The Motorcycle Diaries (2004) / Drama-Adventure
aka Diarios de Motocicleta
MPAA Rated: R for language and some sexuality
Running Time: 128 min.
Cast: Gael Garcia Bernal, Rodrigo De la Serna, Mercedes Moran, Juan Pierre Noher, Lucas Oro, Marina Glezer, Sofia Bertolotto, Ricardo Diaz Mourelle
Director: Walter Salles
Screenplay: Jose Rivera (based on events in the books "Notes de Viaje" ("Travel Notes") by Che Guevara and "Con el Che por America Latina" ("Travels with Che Guevara") by Alberto Granado)
Review published February 21, 2005
At its heart, The Motorcycle Diaries is a road trip/coming-of-age film comparable to some others, but still one of the better examples of the genre thanks to excellent acting, gorgeous cinematography, engaging direction, and a healthy dose of character development. However, it is also a biographical story about the early days of Che Guevara's life, traveling through South America and learning about the world, and shaping the opinions he would carry with him the rest of his life. The Motorcycle Diaries definitely works better as a straight drama than as a biography, and in fact, director Walter Salles is quite content in letting the story develop without drawing attention to the fact that it is really about the molding of one of the most important political figures of the 20th Century. It's story of a boy becoming a man, and once he arrives, he sees that there is little importance in being a man, and what is important is the strength in communities, with shared interests, ideals, and goals.
In the early 50s, Alberto (Bernal, I'm with Lucy) and Ernesto (De la Serna) are friends who decide to "discover the world" by traveling throughout South America on their beat-up old motorcycle, and see the countries and people residing within them first-hand, hoping mostly for some fun and adventure along the way. Throughout the course of their journey, the two men have some good times as well as bad, and Ernesto in particular sees something deeper in meeting the downtrodden and diseased people, hearing an inner voice that helps him see that there is more to life than he originally thought.
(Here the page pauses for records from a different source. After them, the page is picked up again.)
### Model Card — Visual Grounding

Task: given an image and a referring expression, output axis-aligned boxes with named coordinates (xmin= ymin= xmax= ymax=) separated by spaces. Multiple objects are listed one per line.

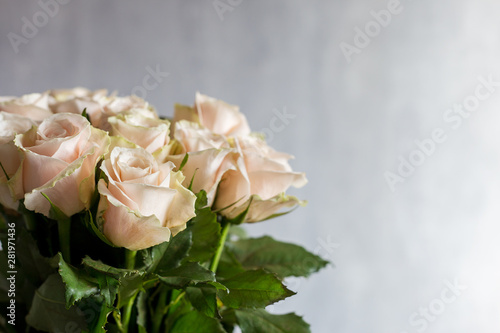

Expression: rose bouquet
xmin=0 ymin=88 xmax=327 ymax=333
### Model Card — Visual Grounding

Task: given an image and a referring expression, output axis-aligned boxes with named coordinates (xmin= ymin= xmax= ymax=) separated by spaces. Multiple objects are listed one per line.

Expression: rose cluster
xmin=0 ymin=88 xmax=307 ymax=250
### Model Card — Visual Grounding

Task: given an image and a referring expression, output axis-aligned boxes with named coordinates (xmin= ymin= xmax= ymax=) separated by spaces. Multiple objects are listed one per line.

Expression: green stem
xmin=57 ymin=219 xmax=71 ymax=263
xmin=122 ymin=250 xmax=138 ymax=333
xmin=122 ymin=292 xmax=139 ymax=333
xmin=91 ymin=304 xmax=110 ymax=333
xmin=210 ymin=223 xmax=231 ymax=273
xmin=153 ymin=288 xmax=168 ymax=333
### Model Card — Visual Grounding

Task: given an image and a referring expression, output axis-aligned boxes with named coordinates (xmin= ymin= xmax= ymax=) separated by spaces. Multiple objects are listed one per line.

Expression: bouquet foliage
xmin=0 ymin=88 xmax=327 ymax=333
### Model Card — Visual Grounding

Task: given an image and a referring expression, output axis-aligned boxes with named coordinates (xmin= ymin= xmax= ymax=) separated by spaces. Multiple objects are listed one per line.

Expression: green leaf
xmin=118 ymin=272 xmax=145 ymax=308
xmin=26 ymin=274 xmax=87 ymax=332
xmin=81 ymin=211 xmax=116 ymax=247
xmin=179 ymin=153 xmax=189 ymax=171
xmin=217 ymin=270 xmax=295 ymax=308
xmin=15 ymin=228 xmax=59 ymax=286
xmin=58 ymin=253 xmax=99 ymax=309
xmin=159 ymin=262 xmax=215 ymax=288
xmin=234 ymin=309 xmax=311 ymax=333
xmin=154 ymin=229 xmax=193 ymax=275
xmin=194 ymin=190 xmax=208 ymax=210
xmin=217 ymin=243 xmax=245 ymax=278
xmin=82 ymin=256 xmax=135 ymax=278
xmin=228 ymin=236 xmax=328 ymax=278
xmin=186 ymin=283 xmax=219 ymax=318
xmin=40 ymin=192 xmax=70 ymax=223
xmin=225 ymin=196 xmax=254 ymax=224
xmin=82 ymin=257 xmax=142 ymax=307
xmin=136 ymin=291 xmax=148 ymax=333
xmin=170 ymin=311 xmax=226 ymax=333
xmin=229 ymin=225 xmax=248 ymax=239
xmin=188 ymin=207 xmax=221 ymax=262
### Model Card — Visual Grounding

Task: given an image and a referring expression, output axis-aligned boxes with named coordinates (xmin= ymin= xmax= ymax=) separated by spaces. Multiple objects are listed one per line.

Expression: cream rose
xmin=15 ymin=113 xmax=109 ymax=216
xmin=156 ymin=120 xmax=239 ymax=206
xmin=49 ymin=88 xmax=156 ymax=131
xmin=174 ymin=93 xmax=250 ymax=136
xmin=0 ymin=93 xmax=52 ymax=122
xmin=0 ymin=111 xmax=36 ymax=210
xmin=97 ymin=147 xmax=196 ymax=250
xmin=49 ymin=87 xmax=107 ymax=127
xmin=108 ymin=109 xmax=170 ymax=153
xmin=214 ymin=136 xmax=307 ymax=222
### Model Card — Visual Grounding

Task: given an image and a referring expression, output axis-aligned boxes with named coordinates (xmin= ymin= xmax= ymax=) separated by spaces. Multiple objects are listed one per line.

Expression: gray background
xmin=0 ymin=0 xmax=500 ymax=333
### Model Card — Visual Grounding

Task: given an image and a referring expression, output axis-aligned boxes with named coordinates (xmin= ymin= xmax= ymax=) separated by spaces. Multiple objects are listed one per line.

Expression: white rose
xmin=108 ymin=109 xmax=170 ymax=153
xmin=0 ymin=111 xmax=36 ymax=210
xmin=214 ymin=136 xmax=307 ymax=222
xmin=0 ymin=93 xmax=52 ymax=122
xmin=98 ymin=147 xmax=196 ymax=251
xmin=15 ymin=113 xmax=109 ymax=216
xmin=173 ymin=93 xmax=250 ymax=136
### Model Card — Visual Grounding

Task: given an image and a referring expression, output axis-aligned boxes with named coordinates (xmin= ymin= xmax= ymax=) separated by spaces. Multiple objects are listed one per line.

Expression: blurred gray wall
xmin=0 ymin=0 xmax=500 ymax=333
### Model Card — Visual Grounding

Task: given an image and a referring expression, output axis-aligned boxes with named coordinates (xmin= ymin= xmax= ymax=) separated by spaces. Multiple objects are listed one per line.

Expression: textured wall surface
xmin=0 ymin=0 xmax=500 ymax=333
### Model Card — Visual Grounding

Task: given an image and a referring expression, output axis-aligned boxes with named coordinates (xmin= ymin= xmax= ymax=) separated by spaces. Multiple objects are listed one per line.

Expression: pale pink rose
xmin=50 ymin=87 xmax=157 ymax=131
xmin=49 ymin=87 xmax=107 ymax=118
xmin=15 ymin=113 xmax=109 ymax=216
xmin=173 ymin=93 xmax=250 ymax=136
xmin=0 ymin=93 xmax=52 ymax=122
xmin=156 ymin=120 xmax=239 ymax=206
xmin=214 ymin=136 xmax=307 ymax=222
xmin=97 ymin=95 xmax=158 ymax=131
xmin=0 ymin=111 xmax=36 ymax=210
xmin=50 ymin=87 xmax=110 ymax=128
xmin=97 ymin=147 xmax=196 ymax=251
xmin=108 ymin=109 xmax=170 ymax=153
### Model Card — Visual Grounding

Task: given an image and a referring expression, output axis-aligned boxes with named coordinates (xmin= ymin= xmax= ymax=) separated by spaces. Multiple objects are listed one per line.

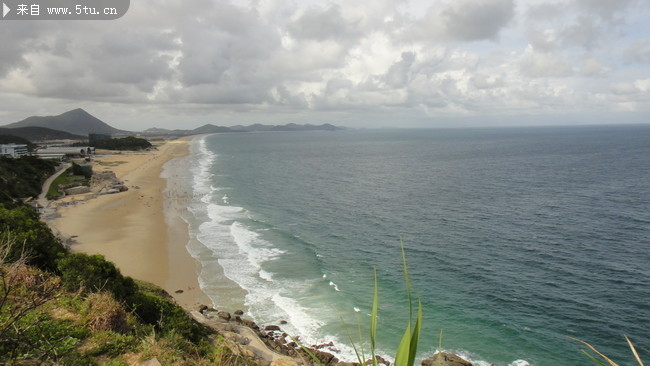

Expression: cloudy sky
xmin=0 ymin=0 xmax=650 ymax=130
First, I must say that there are going to be two types of people who are going to view The Motorcycle Diaries, and as a result, two different opinions will probably form as to how successful the film is. The primary group of people are looking to see a good film, which director Walter Salles (Central Station) has definitely delivered. Removing all of the historical significance from the equation, this is an often interesting and enriching tale of friendship and of Latin America as it existed back in the early 50s. There is a profundity to the slow periods of the film, and the richness of the locales, combined with the enlightenment that occurs in two young men, makes this a rewarding and pleasurable movie-going experience.
The secondary group of viewers will be those coming into the film in order to see or learn more about Che Guevara, particularly people who have read the books on which this adventure is based. To these viewers, there may be limitations as to how successful the film is, as Salles doesn't come close to touching all of the bases, and isn't always striving for accuracy in terms of the events or the inner workings of Guevara's mind. Salles has made a conscious decision to portray Ernesto as a noble everyman, stripping away many of the distinctive layers that made Che what he was, even before he had major political aspirations.
So how to review this film? Well, this has always been an easy decision for me. I always strive to take each film as a unique entity, divorcing it from the literature or events from which it is inspired. On that note, The Motorcycle Diaries, even with some occasional lulls, is a very entertaining, interesting and engaging experience, and one of the better films of 2004. The performances by Gael Garcia Bernal and Rodrigo De la Serna (who is an actual descendant of Che's) are first-rate, and the supporting players, many of whom are not experienced actors, gives the film an authentic feel that pays off extremely well during the movie's more poignant moments,
It is a film that can be enjoyed with or without the political context right up until the very end (in fact, some viewers may not really be conscious that it is based on Guevara's life until the epilogue), and which offers enough food for thought in addition to stimulating entertainment to make you want to take a trip with these two young and adventurous young men on more than one occasion.